Well, to be honest I would much rather prefer a completely or minimally luck-based results in games like these due to the save/load issue. One kind of mechanic could be:
- Shooting someone always hits (damage is still damage - reduction, with a small random range)
- Delta accuracy 'builds' on the target (maybe with a _small_ random range)
- If the total delta accuracy is over a threshold, it is a critical hit, and delta accuracy is cleared
For example, character A and B are shooting enemy C (assume a +/- 20% randomness to accuracy buildup):
- Char A shoots enemy C, hits normally (automatic) and builds up 11 (10 +/- 2) points of accuracy on the target
- Char B shoots enemy C, hits normally (automatic) and builds up 33 (35 +/- 7) more points of accuracy (44 total)

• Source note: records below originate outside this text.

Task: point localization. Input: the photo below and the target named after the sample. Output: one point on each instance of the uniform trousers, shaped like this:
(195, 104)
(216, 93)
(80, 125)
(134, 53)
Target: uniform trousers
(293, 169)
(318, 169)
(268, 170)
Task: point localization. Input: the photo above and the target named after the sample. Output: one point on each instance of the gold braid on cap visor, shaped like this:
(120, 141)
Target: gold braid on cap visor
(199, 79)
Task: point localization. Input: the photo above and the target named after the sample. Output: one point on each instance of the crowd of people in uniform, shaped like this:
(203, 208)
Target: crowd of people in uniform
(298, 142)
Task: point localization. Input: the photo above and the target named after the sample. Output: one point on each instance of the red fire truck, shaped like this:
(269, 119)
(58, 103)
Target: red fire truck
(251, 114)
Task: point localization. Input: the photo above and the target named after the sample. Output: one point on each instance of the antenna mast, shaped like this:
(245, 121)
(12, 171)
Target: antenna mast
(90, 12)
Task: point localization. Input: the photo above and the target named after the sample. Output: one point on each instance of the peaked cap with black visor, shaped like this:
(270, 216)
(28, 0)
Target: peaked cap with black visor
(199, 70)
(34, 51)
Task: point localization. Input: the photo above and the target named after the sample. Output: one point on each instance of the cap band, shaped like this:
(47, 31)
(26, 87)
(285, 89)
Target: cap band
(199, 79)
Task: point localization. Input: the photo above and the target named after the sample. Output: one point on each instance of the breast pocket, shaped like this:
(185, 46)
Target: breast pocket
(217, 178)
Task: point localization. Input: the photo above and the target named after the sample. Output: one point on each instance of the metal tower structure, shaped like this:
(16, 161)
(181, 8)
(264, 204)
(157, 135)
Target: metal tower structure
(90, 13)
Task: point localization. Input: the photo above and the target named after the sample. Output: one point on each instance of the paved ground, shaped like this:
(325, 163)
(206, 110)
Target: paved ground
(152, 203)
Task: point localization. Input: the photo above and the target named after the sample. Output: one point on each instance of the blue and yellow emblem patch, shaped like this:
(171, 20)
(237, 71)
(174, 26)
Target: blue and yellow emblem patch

- on enemy C's turn, enemy C drops 4 (5 +/- 1) points through evasion (40 total)
- Char A shoots enemy C, hits normally (automatic) and builds up 12 (10 +/- 2) points of delta accuracy on the target (total 52), which is over the (example) crit threshold of 50, and thus also gets a crit. Built up accuracy on Char C goes to 0.
Obviously it doesn't have to be exactly like this, but a mechanic like that mostly removes the randomness from the battle, and makes targeting much more an interesting issue (you might not want to 'waste' a high accuracy built with a weaker critical attack, so you might have a good reason to spread around attacks). This could thematically also be represented like cover (shooting someone 'flushes' them from cover, which is what 'accuracy build up' could represent; the name could certainly be altered).
- A glancing hit might be what you get if your attack would drop the built-up accuracy to below 0.
- This could also let the player react with active defenses, since they can see how much of a danger they are in (if a character is sitting near threshold of accuracy built, it might be a good idea to take a defensive action).
- Crits being really big is less of an issue since you can control it much better. Even the tank might need a 'breather' if they get close to their threshold, since normal attacks do little to them while crits are still dangerous (this also means having a second tanky character is a lot more useful than in the first game).